Perhaps against my better judgement, I’ve come back for another helping of the extraordinary fiasco that is the Sledgehammer case.
“It’s sad that we now have a media environment in which no one wants to touch this stuff,” says Ms. Aydintasbas. “I don’t want to touch it anymore, because who knows that I won’t be included in the next roundup?”
She also hit the nail on the head, in my opinion, when she said:
“This is not about whether you’re pro-military or antimilitary, it’s about the rule of law. Do we want to live in a country where political opponents are eliminated by trials that are unconvincing?”
She gave an illuminating analysis, which did not make its way into the story, of how to understand the power shift from military to civilian authority that Turkey has been undergoing over recent years, describing it as a ‘slow motion revolution’.
Many commentators describe it instead as an inevitable, though fitful, march towards European-style democracy.
But I like Aydintasbas’ ‘revolution’ comparison better, because it shows up the risks of the process.
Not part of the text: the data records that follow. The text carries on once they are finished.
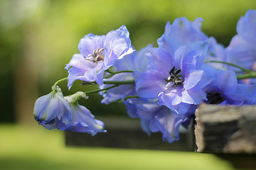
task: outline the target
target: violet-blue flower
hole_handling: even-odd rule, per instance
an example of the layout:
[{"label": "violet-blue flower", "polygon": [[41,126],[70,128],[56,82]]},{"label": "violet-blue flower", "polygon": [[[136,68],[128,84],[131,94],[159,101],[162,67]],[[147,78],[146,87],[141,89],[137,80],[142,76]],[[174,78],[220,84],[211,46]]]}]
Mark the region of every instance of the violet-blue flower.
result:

As we all know, revolutions often start out well, and end badly.
It may well be, as some people argue, that the extraordinary economic progress Turkey has made over recent years has strengthened and deepened civil society enough to secure a bright future.
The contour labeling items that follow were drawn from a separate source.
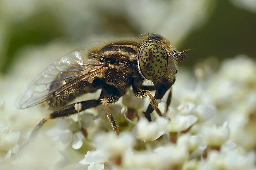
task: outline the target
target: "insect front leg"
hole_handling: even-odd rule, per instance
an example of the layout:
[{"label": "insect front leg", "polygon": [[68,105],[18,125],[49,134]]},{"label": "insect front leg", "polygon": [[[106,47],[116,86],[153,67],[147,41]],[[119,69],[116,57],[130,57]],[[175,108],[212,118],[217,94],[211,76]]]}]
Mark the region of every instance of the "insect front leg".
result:
[{"label": "insect front leg", "polygon": [[[116,98],[115,97],[114,98],[116,99]],[[107,112],[107,115],[109,119],[109,120],[111,122],[111,124],[112,125],[112,127],[113,128],[113,129],[114,129],[114,131],[115,131],[116,134],[118,135],[119,132],[118,126],[117,126],[116,123],[116,122],[115,121],[114,117],[113,117],[113,115],[111,114],[111,112],[110,112],[110,109],[109,109],[109,108],[108,105],[108,103],[114,103],[116,101],[117,101],[117,100],[118,100],[118,99],[117,99],[117,100],[115,101],[115,100],[113,100],[113,97],[111,96],[103,98],[101,100],[101,101],[103,105],[104,105],[105,110],[106,110],[106,111]]]},{"label": "insect front leg", "polygon": [[162,115],[162,112],[158,108],[158,105],[155,98],[151,94],[150,91],[149,90],[143,90],[142,89],[140,89],[138,88],[135,86],[133,86],[133,91],[134,93],[135,96],[138,98],[144,98],[147,96],[148,96],[150,99],[150,106],[151,106],[152,110],[149,113],[149,114],[145,114],[145,116],[149,120],[149,121],[151,121],[151,117],[150,117],[150,113],[154,109],[157,114],[160,115]]},{"label": "insect front leg", "polygon": [[169,110],[169,106],[171,104],[171,97],[172,95],[172,90],[171,87],[170,88],[170,91],[168,94],[168,96],[167,97],[167,100],[166,100],[166,111]]},{"label": "insect front leg", "polygon": [[[167,80],[163,80],[161,82],[155,82],[154,83],[154,84],[156,87],[156,94],[154,96],[154,99],[162,99],[165,93],[171,88],[171,86],[175,82],[175,79],[174,79],[172,82],[169,82]],[[168,95],[167,98],[167,101],[166,102],[167,108],[169,106],[169,105],[171,103],[171,89],[170,90],[170,92]],[[151,117],[150,117],[150,113],[153,112],[154,108],[152,105],[150,104],[149,105],[147,110],[145,112],[143,112],[143,113],[145,115],[146,117],[147,118],[149,121],[151,121]]]}]

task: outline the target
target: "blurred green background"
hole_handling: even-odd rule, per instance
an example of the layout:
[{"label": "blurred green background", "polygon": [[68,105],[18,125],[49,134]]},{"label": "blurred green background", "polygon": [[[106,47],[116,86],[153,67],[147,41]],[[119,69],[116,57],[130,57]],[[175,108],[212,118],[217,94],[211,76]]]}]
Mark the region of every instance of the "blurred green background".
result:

However it may also be the case that the now-finished power struggle between the AKP and the military has merely opened a temporary window of opportunity for civil society to assert itself.
Either way, Turkey’s civil society is ill-served by turning a blind eye to the massive dysfunctionality that has long made Turkey’s courts and police a crude weapon of the establishment with which to bludgeon supposed enemies of the state.